Step 1: Download the Jar files
We will need 3 jar files for creating connection to Teradata from Spark.
- terajdbc4.jar
- tdgssconfig.jar
- teradata-connector-1.4.4.jar
You can download these JAR files from teradata official website. Once downloaded keep the files in some local directory like /tmp/…
Step 2: Initiate spark-shell and pass all 3 Jar files
spark-shell --jars /tmp/raj/terajdbc4.jar,/tmp/raj/tdgssconfig.jar,/tmp/raj/teradata-connector-1.4.4.jar
Step 3: Spark JDBC to load Dataframe
Create a dataframe which will hold Teradata Output. We will use load method and will pass require properties like url, username, password, driver etc to establish connection.

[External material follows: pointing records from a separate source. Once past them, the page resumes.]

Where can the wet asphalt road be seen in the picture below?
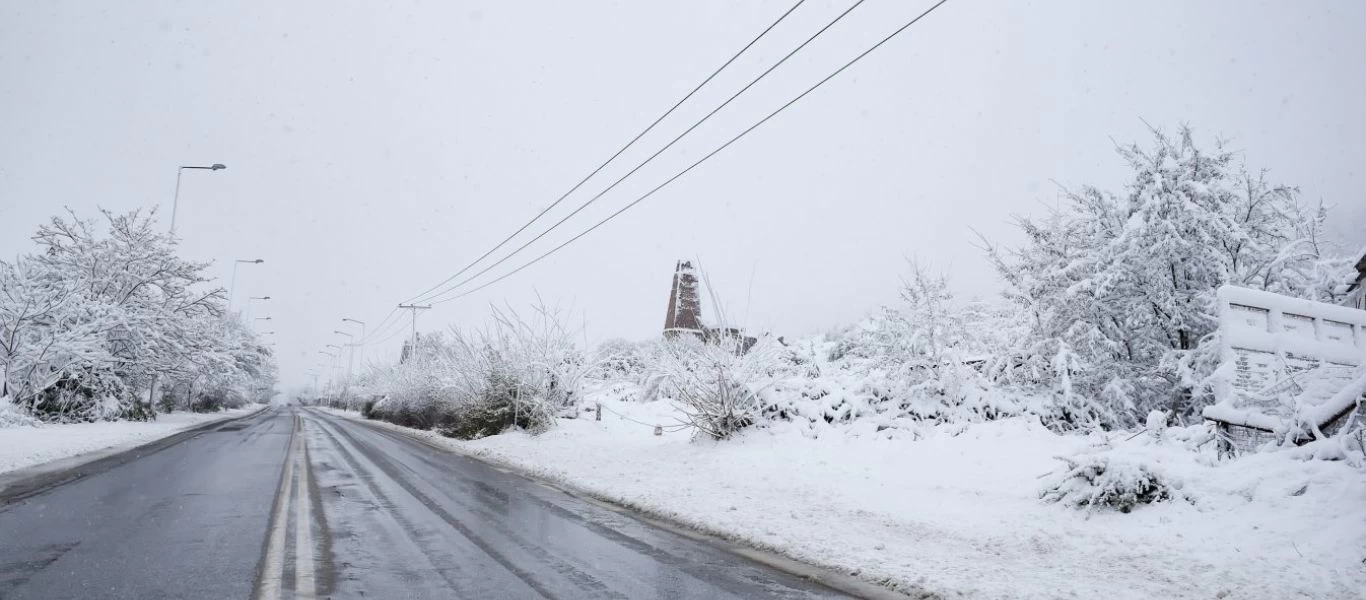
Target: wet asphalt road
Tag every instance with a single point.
(302, 505)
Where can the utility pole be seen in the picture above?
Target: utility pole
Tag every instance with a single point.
(414, 308)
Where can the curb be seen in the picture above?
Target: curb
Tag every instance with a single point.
(37, 479)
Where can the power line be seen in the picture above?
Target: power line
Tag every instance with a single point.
(809, 40)
(903, 28)
(650, 127)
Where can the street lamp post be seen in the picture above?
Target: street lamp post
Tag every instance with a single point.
(232, 289)
(332, 356)
(254, 298)
(362, 336)
(350, 356)
(336, 362)
(175, 202)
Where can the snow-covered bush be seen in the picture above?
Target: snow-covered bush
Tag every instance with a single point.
(716, 384)
(519, 372)
(12, 416)
(1108, 481)
(1118, 290)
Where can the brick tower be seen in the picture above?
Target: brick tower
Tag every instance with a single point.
(685, 312)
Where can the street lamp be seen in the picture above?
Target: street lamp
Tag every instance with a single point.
(232, 289)
(175, 202)
(350, 356)
(362, 336)
(254, 298)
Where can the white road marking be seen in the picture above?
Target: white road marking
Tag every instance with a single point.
(275, 550)
(305, 582)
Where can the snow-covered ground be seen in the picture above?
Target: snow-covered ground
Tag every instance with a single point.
(22, 447)
(956, 513)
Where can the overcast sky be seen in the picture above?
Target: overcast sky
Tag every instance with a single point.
(376, 148)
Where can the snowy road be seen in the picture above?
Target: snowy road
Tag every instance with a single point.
(301, 505)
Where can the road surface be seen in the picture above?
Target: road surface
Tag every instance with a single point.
(302, 505)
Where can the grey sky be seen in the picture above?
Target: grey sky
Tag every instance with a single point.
(376, 148)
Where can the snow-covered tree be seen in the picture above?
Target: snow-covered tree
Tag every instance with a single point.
(104, 312)
(1118, 289)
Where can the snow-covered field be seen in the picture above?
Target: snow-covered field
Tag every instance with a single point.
(956, 511)
(29, 446)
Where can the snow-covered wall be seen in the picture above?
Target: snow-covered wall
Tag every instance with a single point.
(1275, 347)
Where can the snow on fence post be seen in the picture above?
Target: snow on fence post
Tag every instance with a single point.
(1271, 345)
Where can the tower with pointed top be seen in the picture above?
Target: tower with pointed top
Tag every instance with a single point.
(685, 313)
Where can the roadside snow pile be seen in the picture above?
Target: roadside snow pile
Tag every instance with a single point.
(954, 510)
(22, 447)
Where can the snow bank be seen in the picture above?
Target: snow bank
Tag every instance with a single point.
(22, 447)
(956, 511)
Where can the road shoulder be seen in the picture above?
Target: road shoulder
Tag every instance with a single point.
(825, 576)
(32, 479)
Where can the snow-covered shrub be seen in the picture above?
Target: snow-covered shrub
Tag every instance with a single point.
(12, 416)
(519, 372)
(716, 386)
(1108, 481)
(1116, 291)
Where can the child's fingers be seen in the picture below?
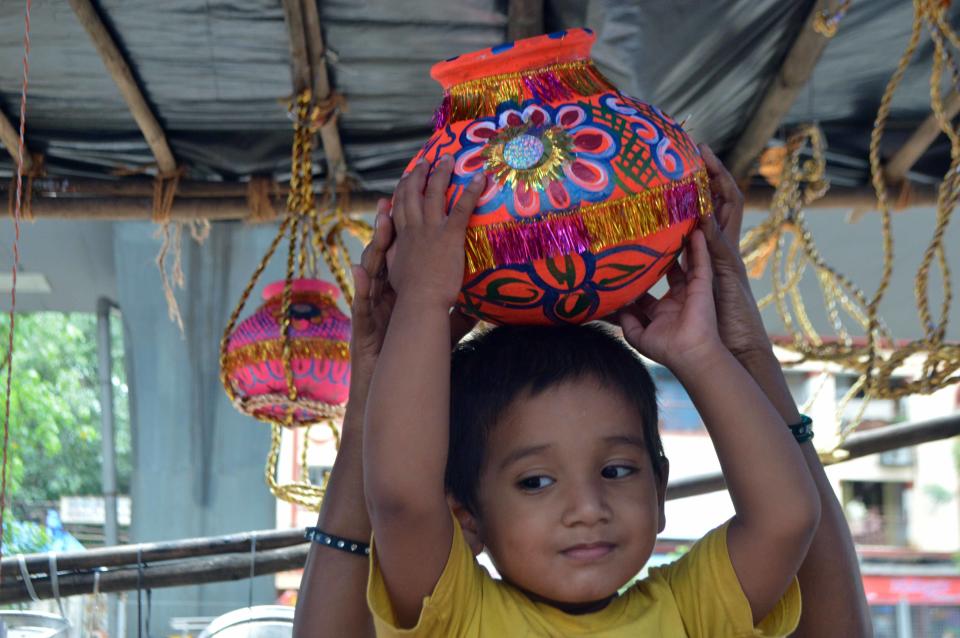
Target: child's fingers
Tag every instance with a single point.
(467, 202)
(434, 201)
(413, 194)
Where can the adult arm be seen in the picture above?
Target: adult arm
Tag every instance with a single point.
(332, 600)
(407, 423)
(768, 536)
(834, 604)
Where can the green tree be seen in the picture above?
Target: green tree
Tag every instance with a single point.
(54, 447)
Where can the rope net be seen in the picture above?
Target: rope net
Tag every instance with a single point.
(784, 245)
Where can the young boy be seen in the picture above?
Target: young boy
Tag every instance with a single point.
(565, 481)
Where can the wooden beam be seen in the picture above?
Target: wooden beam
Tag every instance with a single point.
(170, 574)
(925, 134)
(309, 64)
(299, 56)
(120, 72)
(10, 136)
(780, 95)
(132, 200)
(142, 187)
(127, 555)
(184, 208)
(524, 19)
(857, 445)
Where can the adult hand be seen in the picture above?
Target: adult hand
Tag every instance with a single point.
(678, 328)
(373, 301)
(738, 318)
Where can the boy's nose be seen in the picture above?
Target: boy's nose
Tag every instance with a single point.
(586, 504)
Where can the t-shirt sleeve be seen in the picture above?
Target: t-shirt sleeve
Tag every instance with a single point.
(711, 600)
(448, 610)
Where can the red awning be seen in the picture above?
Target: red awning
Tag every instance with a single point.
(916, 590)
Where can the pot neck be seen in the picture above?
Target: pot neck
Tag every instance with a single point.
(530, 54)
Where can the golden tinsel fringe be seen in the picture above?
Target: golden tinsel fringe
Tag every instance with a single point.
(481, 97)
(260, 351)
(593, 227)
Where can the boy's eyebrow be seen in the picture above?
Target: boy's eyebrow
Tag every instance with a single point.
(624, 439)
(521, 453)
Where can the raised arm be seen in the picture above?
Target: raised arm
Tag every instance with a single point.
(331, 601)
(834, 604)
(406, 429)
(776, 503)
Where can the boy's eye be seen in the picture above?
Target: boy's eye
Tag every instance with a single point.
(617, 471)
(534, 483)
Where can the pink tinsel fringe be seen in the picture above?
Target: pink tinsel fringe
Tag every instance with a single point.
(524, 242)
(442, 115)
(563, 234)
(546, 87)
(682, 202)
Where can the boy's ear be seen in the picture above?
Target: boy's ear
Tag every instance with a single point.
(468, 523)
(662, 492)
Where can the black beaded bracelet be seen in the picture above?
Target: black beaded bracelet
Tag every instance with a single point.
(803, 431)
(316, 535)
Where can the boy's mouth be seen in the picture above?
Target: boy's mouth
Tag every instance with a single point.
(588, 551)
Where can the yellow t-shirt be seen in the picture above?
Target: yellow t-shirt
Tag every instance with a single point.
(696, 596)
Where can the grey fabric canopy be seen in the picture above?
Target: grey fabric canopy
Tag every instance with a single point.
(217, 76)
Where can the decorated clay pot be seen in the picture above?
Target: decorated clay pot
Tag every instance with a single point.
(589, 192)
(319, 335)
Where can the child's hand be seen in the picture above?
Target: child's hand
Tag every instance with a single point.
(679, 329)
(429, 261)
(738, 318)
(372, 303)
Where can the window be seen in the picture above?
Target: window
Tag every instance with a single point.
(677, 413)
(876, 512)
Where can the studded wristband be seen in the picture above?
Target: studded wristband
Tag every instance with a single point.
(316, 535)
(803, 431)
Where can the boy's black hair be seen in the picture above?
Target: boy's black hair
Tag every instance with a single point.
(489, 371)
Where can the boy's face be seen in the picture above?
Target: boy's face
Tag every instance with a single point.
(570, 504)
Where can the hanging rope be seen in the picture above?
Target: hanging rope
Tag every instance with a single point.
(784, 244)
(311, 232)
(13, 284)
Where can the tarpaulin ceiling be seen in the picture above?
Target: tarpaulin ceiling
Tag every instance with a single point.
(217, 75)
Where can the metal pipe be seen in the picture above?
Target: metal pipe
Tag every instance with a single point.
(107, 441)
(858, 444)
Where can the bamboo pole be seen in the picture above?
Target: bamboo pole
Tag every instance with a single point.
(780, 95)
(317, 52)
(123, 555)
(172, 574)
(10, 137)
(120, 71)
(858, 444)
(131, 201)
(281, 550)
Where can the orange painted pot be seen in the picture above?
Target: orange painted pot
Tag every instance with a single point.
(589, 195)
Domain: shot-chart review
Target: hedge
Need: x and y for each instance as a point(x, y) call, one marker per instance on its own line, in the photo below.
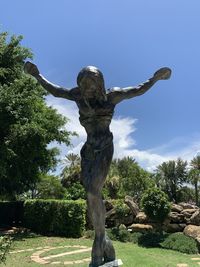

val df_prez_ALL = sqlContext.load("jdbc", Map("url" -> "jdbc:teradata://192.168.200.200/DBS_PORT=1025, TMODE=TERA, user=admin, password=admin","dbtable" -> "db_lab.td_usa_prez","driver" -> "com.teradata.jdbc.TeraDriver"));
That's it. Now you have fetch required data from Teradata to Spark Dataframe. We can check dataframe output now:
scala> df_prez_ALL.show(5) +--------------------+----------+-------------------+--------------------+----------+----------+ | pres_name| pres_dob| pres_bp| pres_bs| pres_in| pres_out| +--------------------+----------+-------------------+--------------------+----------+----------+ | Harry S. Truman|1884-05-08| Lamar| Missouri|1945-04-12|1953-01-20| | Grover Cleveland|1837-03-18| Caldwell| New Jersey|1885-03-04|1889-03-04| | Abraham Lincoln|1809-02-12| Sinking spring| Kentucky|1861-03-04|1865-04-15| | Grover Cleveland|1837-03-18| Caldwell| New Jersey|1893-03-04|1897-03-04| | Calvin Coolidge|1872-07-04| Plymouth| Vermont|1923-08-02|1929-03-04| +--------------------+----------+-------------------+--------------------+----------+----------+
If you want selective output or want to filter records rather than fetching complete table then pass custom SQL in parenthesis and give it a alias name in dbtable option. See example below:
val df_prez_NY = sqlContext.load("jdbc", Map("url" -> "jdbc:teradata://192.168.200.200/DBS_PORT=1025, TMODE=TERA, user=admin, password=admin","dbtable" -> "(select * from db_lab.td_usa_prez where pres_bs='New York') pres_1","driver" -> "com.teradata.jdbc.TeraDriver"));
scala> df_prez_NY.show(10) +--------------------+----------+----------+--------+----------+----------+ | pres_name| pres_dob| pres_bp| pres_bs| pres_in| pres_out| +--------------------+----------+----------+--------+----------+----------+ | Martin Van Buren|1782-12-05|Kinderhook|New York|1837-03-04|1841-03-04| |Franklin D. Roose…|1882-01-30| Hyde Park|New York|1933-03-04|1945-04-12| | Theodore Roosevelt|1858-10-27| Manhattan|New York|1901-09-14|1909-03-04| | Donald Trump|1946-06-14| Queens|New York|2017-01-20| null| | Millard Fillmore|1800-01-07|Summerhill|New York|1850-07-09|1853-03-04| +--------------------+----------+----------+--------+----------+----------+
I have tried this on Spark 1.6.0 on HDP 2.4. Hope this helps. Let me know if any query/comment.